US Treasury Speculations & Treasury Bonds

by Wes Bridel on September 24, 2010

in Stewardship

The US Treasury issues Treasury Bonds, but if the value of the Dollar drops because of all this borrowing (and printing by the Fed), your Dollar could be worth much less soon.  We’ve been discussing asset management in a crazy economy.  We last looked at International Investing as well as Blue Chip Investing.  We believe this trend will be one of the most important in the coming decade.  If so, Treasury Bonds (and other bonds) will drastically lose value. 

The US Treasury & Fed (along with Congress & the White House) could be doing irreparable harm to your financial well being.  But there are ways to protect yourself.

If you believe that higher inflation is on the horizon, there is a way to protect your assets and even profit directly from this understanding.  We believe a massive devaluation of the US Dollar is coming (we’re just not sure when it will begin) and therefore is the most important economic trend for you to be on the correct side of if it does indeed happen.  We’ve mentioned the fact that gold and silver do extremely well at protecting value in times of inflation.  Gold and silver should always be your first and second choice when protecting your assets from inflation!  Commodities and other “hard/real assets” do as well.

We’re going to cover two different way to use Treasuries to either somewhat protect yourself from this danger of inflation and rising interest rates or to go a step beyond and profit from a speculation of this event.

Let’s first explain what Treasuries are and how they work…

Treasury Bonds, Notes, & Bills are the instruments that the US Government uses to borrow money through the US Treasury.  The US Treasury has an auction at which they receive money from investors/lenders who then receive a promise of future dividend payments and a return of premium at some point in the future.  The demand (competition) from investors/lenders at the auction, will determine how high or low the interest rate on these bills/notes/bonds is.

A Treasury Bill is for a duration of 1 year or less.

A Treasury Note is for a duration between 1 and 10 years.

A Treasury Bond is for a duration between 10 and 30 years.

For many decades (perhaps not including the 1970’s) the United States Dollar has been considered the safest currency in the world and has thus enjoyed the lowest rate of interest demanded to borrow money.  But this rate is established at an auction.  Recently, the auctions have been quite busy because the US Government is borrowing unprecedented amounts of money.  We won’t spend much time here the many reasons why lenders could demand a higher rate of interest from the US Government.

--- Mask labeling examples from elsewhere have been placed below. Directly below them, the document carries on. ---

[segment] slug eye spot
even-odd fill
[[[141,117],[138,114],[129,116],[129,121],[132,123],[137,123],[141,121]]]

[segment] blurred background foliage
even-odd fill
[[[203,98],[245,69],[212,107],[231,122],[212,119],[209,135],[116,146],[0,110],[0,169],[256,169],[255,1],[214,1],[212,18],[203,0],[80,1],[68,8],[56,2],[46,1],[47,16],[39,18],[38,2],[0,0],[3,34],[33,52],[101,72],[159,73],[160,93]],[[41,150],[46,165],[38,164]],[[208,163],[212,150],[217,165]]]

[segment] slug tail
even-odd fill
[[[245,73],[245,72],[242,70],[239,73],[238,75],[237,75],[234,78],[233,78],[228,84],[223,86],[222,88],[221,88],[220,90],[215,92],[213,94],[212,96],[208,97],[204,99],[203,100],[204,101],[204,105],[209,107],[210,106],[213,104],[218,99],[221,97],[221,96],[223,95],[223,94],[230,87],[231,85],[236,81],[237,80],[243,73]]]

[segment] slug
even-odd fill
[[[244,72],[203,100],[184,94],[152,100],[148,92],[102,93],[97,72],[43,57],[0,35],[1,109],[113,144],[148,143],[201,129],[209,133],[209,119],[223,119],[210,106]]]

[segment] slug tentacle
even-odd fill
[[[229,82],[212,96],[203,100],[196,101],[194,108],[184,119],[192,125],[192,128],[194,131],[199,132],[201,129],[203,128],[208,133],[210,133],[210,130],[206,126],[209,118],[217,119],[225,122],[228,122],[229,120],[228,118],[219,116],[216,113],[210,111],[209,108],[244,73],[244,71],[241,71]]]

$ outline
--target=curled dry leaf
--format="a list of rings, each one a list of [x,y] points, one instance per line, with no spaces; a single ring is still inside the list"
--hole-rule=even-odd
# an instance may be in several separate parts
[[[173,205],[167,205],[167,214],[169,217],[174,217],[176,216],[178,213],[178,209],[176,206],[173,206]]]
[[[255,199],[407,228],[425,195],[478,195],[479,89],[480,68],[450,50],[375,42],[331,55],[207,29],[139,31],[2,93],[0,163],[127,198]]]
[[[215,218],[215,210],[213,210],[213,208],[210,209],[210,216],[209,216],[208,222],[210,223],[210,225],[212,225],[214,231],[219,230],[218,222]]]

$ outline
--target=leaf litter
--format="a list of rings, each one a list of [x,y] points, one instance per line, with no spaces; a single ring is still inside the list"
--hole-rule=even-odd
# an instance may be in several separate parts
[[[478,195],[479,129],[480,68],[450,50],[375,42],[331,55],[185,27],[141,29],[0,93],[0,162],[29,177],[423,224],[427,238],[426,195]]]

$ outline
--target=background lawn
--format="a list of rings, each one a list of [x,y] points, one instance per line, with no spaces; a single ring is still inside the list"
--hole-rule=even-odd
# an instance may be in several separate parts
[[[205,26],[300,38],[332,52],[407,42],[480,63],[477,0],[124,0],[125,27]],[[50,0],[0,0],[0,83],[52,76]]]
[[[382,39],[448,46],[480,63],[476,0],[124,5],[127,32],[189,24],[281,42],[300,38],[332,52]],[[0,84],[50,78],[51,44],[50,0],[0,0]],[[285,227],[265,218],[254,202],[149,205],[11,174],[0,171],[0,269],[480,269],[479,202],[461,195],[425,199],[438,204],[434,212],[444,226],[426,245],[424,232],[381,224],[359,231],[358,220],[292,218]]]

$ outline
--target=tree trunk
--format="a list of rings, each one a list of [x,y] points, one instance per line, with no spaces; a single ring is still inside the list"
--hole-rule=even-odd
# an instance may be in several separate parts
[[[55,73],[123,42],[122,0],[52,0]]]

We will state the greatest reason why staunch deflationists believe that the incredible printing and borrowing of money won’t result in inflation.  They believe that the economy will crash to such a degree that people will be fearful and look to put their money where they feel is safe, which for everyone’s life has been the US Dollar.

Still, we don’t believe that just because many other major currencies are bad, people will continue lending money at very low rates of interest to the country which has the largest debt in the history of the world and no real or imagined plan to ever pay it back.  (Even the Congressional Budget Office’s numbers which looking back historically have tended to be wild eyed optimistic, say that our debt will continue to grow massively over the coming decade.  When you look through their assumptions, the huge growth in government income assumed in a time of terrible economic activity makes it clear that the reality will be far bigger debts and deficits…..and interest rates.

As interest rates go up, the value of bonds outstanding goes down.  Let’s look at an example.  Imagine I own a bond that pays 4% interest and the going rate increases to 5%.  If you wanted to buy a Treasury bond, and I wanted to sell mine, would you buy mine paying 4% or would you buy the newly issued one paying 5%?  Of course, you would buy the 5% bond unless I accepted less than the face value (principle) of the bond.  Therefore, if I had bought my bond with $100,000 and received one interest payment, to only then sell the bond to you at $90,000 because of the change in interest rates in the market, I would have lost money on a guaranteed bond.